Cocoa: Co-Planning and Co-Execution with AI Agents
K. J. Kevin Feng, Kevin Pu, Matt Latzke, Tal August, Pao Siangliulue, Jonathan Bragg, Daniel S. Weld, Amy X. Zhang, Joseph Chee Chang
TL;DR
Cocoa tackles the bottleneck of limited human-AI collaboration in planning by embedding an AI agent inside a document editor and introducing interactive plans for co-planning and co-execution. It leverages a notebook-inspired metaphor to allow users and agents to collaboratively draft, edit, and run plan steps, with flexible assignment of steps between human and machine and interleaved execution. Across a formative study, a lab study with 16 researchers, and a 7-day field deployment, Cocoa demonstrates enhanced agent steerability without sacrificing ease of use, and reveals task-dependent preferences for interactive planning versus chat-based interfaces. The work highlights practical design considerations for cost-aware, transparent, and collaborative AI assistants in scientific workflows and outlines a roadmap for future multimodal, collaborative in-document AI systems.
Abstract
Human collaboration benefits from continuous coordination -- planning, delegating tasks, sharing progress, and adjusting objectives -- to align on shared goals. However, agentic AI systems often limit users to previewing or reviewing an agent's plans for fully autonomous execution.

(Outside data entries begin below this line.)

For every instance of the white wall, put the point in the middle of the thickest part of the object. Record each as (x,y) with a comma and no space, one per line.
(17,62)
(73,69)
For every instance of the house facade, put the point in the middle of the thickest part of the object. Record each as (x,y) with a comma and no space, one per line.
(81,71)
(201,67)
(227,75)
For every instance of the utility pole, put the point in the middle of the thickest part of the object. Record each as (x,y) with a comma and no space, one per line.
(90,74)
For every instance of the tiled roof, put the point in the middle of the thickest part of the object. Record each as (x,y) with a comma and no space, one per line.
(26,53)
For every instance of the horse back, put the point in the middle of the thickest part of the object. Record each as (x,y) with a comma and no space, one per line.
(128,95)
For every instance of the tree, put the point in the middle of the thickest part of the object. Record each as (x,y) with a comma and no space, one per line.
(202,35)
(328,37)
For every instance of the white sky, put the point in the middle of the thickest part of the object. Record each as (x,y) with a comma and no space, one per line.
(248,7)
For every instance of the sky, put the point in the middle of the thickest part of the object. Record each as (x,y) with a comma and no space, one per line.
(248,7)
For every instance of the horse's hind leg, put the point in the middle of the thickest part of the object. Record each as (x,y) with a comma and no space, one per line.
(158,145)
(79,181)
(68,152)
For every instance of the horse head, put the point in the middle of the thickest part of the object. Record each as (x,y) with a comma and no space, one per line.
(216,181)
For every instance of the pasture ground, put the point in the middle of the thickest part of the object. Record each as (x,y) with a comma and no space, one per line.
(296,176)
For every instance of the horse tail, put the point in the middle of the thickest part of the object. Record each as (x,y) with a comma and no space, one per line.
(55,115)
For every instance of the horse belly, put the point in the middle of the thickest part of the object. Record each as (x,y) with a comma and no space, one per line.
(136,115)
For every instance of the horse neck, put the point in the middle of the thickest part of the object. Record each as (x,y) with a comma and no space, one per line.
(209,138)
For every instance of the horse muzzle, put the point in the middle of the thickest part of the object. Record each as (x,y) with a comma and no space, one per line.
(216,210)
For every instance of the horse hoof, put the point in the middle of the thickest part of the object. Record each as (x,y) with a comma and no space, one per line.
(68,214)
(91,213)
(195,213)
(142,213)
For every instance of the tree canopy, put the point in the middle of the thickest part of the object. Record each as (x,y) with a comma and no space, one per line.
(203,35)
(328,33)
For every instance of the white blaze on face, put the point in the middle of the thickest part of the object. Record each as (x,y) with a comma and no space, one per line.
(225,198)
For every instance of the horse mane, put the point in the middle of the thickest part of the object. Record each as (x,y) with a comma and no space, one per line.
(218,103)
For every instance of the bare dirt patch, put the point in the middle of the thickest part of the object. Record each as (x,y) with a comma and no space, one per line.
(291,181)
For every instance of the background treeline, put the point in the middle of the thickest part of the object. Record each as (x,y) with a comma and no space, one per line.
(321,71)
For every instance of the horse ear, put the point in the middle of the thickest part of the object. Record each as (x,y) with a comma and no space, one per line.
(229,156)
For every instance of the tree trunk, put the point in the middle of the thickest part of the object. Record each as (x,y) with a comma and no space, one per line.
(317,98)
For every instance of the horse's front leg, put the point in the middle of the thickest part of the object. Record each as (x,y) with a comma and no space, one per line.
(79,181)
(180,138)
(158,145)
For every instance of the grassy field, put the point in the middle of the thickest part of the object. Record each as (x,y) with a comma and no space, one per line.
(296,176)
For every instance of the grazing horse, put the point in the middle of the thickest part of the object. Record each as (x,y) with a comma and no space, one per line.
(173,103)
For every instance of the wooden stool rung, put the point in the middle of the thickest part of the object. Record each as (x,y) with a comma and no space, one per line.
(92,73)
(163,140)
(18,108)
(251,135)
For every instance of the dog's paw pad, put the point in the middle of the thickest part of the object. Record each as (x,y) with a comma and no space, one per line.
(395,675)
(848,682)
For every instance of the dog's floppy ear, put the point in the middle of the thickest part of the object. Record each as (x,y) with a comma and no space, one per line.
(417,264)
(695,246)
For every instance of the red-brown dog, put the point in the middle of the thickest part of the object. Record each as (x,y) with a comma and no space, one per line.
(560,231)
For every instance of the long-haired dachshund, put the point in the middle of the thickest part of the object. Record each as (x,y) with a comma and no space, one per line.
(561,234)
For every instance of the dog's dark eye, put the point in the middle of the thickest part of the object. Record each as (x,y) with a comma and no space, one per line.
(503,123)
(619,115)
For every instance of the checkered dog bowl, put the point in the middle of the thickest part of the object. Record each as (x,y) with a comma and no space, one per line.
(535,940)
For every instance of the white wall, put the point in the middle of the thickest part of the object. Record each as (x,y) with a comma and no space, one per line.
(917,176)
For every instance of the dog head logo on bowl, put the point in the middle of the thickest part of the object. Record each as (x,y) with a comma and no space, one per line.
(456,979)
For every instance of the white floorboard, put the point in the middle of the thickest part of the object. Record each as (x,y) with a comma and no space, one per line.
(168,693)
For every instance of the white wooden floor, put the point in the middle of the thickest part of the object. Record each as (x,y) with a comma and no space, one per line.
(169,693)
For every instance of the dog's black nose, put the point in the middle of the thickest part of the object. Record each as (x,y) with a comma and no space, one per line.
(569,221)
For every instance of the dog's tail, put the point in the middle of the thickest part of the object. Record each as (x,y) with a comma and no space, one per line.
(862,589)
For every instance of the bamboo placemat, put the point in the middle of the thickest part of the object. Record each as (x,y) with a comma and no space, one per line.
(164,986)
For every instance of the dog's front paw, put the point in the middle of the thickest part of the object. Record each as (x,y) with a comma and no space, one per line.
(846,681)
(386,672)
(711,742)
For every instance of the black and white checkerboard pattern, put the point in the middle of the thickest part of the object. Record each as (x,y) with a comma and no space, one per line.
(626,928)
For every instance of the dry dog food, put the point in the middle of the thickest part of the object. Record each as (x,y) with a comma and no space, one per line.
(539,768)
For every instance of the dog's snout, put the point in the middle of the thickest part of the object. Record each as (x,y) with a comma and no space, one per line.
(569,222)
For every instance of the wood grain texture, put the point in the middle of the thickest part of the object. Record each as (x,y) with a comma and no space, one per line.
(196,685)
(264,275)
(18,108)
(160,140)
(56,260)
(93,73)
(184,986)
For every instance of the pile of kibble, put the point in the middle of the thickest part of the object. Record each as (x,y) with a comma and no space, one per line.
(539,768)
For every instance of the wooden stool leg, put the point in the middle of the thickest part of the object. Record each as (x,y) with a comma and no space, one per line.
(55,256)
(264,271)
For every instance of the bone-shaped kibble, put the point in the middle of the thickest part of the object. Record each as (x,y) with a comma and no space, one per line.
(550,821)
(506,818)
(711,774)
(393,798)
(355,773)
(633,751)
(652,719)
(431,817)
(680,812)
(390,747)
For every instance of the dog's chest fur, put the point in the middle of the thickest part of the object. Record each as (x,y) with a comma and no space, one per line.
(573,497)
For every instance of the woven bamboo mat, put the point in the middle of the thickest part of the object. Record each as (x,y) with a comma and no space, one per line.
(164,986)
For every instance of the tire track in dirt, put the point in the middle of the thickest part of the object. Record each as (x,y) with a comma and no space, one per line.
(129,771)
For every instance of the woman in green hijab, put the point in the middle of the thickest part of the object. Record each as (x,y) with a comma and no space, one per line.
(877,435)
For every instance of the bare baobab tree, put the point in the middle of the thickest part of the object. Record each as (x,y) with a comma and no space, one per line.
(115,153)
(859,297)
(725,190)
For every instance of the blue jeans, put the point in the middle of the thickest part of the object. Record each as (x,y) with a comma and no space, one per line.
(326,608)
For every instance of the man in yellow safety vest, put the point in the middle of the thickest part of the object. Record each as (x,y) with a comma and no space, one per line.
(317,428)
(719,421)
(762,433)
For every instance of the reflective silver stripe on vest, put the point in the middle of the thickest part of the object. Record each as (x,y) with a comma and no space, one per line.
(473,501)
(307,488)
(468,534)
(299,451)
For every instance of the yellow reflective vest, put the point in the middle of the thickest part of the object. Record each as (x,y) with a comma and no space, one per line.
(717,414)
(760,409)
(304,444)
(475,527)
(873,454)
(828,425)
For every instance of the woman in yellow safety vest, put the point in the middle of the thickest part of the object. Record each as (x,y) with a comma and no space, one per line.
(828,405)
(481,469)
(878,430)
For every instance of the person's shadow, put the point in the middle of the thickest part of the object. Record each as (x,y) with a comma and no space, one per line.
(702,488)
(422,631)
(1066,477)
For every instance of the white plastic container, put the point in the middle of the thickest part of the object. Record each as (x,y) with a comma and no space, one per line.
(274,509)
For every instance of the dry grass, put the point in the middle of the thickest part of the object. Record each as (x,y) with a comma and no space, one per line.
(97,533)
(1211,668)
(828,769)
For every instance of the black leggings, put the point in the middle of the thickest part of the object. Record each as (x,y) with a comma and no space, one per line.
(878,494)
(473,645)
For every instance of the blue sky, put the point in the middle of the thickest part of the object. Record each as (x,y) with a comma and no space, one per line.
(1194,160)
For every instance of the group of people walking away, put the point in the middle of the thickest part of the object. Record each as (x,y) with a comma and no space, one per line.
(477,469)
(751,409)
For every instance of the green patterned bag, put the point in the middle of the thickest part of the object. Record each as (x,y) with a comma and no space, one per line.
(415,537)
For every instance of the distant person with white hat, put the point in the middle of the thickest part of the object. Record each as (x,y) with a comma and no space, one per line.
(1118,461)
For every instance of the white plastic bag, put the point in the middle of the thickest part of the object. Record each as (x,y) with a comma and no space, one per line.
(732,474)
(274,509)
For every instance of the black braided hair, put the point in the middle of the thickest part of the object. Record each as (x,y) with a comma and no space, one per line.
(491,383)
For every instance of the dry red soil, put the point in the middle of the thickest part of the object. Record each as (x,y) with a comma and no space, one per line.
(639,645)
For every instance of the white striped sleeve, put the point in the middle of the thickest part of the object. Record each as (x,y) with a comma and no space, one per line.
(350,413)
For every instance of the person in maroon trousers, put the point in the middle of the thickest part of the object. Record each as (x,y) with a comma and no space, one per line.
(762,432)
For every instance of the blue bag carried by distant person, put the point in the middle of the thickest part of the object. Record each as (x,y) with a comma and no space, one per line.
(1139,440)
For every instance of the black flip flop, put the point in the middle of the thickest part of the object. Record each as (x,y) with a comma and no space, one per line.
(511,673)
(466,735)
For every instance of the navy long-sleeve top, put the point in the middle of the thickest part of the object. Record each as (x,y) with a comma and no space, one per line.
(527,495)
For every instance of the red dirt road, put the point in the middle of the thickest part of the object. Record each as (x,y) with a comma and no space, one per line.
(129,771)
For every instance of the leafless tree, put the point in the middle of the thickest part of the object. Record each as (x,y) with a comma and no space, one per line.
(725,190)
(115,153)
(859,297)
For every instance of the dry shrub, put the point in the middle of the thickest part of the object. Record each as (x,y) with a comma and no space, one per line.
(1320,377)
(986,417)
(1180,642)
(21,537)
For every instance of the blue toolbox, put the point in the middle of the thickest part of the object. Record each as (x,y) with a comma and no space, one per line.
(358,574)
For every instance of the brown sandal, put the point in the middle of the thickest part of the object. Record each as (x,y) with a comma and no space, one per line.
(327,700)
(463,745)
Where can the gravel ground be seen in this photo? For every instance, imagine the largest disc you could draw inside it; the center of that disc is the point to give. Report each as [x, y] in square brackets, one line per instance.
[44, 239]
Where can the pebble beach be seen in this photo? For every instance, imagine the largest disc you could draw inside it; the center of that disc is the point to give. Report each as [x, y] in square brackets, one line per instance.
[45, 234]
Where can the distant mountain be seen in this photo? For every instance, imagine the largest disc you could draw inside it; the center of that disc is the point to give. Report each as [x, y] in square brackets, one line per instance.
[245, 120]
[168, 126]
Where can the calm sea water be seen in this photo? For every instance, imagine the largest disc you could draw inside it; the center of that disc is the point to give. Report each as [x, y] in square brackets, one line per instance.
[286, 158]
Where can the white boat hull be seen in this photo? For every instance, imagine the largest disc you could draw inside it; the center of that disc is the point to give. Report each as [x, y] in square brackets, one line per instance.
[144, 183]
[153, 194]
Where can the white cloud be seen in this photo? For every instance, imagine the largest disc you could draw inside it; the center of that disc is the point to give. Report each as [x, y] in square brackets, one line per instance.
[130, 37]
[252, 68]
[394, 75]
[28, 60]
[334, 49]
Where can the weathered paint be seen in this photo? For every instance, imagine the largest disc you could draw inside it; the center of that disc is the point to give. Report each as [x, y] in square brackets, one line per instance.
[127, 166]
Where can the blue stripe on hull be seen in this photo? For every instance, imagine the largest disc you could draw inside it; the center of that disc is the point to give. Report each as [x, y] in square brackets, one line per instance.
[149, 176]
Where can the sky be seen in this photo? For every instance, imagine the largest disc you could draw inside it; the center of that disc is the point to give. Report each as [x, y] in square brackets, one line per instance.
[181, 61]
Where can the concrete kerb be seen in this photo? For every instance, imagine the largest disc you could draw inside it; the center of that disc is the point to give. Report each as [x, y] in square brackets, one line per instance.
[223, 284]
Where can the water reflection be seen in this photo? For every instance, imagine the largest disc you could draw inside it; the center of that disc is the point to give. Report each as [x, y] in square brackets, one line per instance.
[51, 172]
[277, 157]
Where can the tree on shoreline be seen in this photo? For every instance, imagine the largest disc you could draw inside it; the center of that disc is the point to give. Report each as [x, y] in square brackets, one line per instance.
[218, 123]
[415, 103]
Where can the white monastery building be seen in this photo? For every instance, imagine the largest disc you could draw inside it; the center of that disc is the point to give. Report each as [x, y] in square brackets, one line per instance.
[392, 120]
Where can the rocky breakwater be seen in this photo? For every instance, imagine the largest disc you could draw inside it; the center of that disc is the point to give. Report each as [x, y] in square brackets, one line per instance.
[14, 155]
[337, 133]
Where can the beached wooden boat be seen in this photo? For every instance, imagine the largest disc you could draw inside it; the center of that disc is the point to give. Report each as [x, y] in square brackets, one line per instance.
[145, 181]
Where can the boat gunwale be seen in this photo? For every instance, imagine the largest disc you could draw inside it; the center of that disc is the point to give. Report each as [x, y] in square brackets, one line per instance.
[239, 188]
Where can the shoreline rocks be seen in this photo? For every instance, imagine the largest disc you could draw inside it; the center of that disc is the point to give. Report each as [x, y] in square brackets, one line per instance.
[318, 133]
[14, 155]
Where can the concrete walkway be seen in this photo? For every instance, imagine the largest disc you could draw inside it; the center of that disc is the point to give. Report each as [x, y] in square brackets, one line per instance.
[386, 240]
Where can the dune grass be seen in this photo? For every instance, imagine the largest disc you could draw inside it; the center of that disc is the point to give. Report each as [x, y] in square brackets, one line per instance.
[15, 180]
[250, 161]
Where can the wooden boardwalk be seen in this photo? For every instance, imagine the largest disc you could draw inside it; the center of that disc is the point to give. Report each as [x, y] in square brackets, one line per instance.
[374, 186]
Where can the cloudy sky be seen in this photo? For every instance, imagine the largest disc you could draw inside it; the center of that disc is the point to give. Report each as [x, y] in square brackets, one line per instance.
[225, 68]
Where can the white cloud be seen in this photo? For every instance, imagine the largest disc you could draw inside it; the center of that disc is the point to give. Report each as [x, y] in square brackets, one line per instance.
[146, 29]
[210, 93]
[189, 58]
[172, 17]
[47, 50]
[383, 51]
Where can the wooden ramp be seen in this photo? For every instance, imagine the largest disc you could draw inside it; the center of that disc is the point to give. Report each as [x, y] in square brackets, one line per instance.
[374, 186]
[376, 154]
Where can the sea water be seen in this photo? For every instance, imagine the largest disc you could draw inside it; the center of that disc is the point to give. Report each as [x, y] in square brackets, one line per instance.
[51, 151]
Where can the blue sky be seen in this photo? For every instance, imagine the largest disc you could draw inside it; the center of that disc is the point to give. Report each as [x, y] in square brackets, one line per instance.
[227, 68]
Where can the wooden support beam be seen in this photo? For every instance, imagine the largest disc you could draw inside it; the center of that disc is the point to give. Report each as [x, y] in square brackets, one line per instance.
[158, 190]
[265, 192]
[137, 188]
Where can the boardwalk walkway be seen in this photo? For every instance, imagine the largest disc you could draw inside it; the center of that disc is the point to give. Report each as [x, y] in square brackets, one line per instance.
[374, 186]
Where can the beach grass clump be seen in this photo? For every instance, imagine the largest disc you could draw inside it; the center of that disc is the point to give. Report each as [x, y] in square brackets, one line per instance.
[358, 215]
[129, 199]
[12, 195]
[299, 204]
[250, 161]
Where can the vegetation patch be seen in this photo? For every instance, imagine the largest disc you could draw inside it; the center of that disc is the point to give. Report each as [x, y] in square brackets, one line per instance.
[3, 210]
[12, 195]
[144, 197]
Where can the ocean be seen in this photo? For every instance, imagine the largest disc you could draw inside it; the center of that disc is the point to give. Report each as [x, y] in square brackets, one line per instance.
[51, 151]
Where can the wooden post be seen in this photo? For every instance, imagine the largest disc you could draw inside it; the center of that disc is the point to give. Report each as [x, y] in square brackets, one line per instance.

While this may be useful for confirmation and correction, it does not support deeper collaboration between humans and AI agents. We present Cocoa, a system that introduces a novel design pattern -- interactive plans -- for collaborating with an AI agent on complex, multi-step tasks. Informed by a formative study ($n=9$), Cocoa builds on interaction designs from computational notebooks and document editors to support flexible delegation of agency through Co-planning and Co-execution, where users collaboratively compose and execute plans with an Agent. Using scientific research as a sample domain, our lab (n=16) and field deployment (n=7) studies found that Cocoa improved agent steerability without sacrificing ease-of-use compared to a strong chat baseline. Additionally, researchers valued Cocoa for real-world projects and saw the interleaving of co-planning and co-execution as an effective novel paradigm for human-AI collaboration.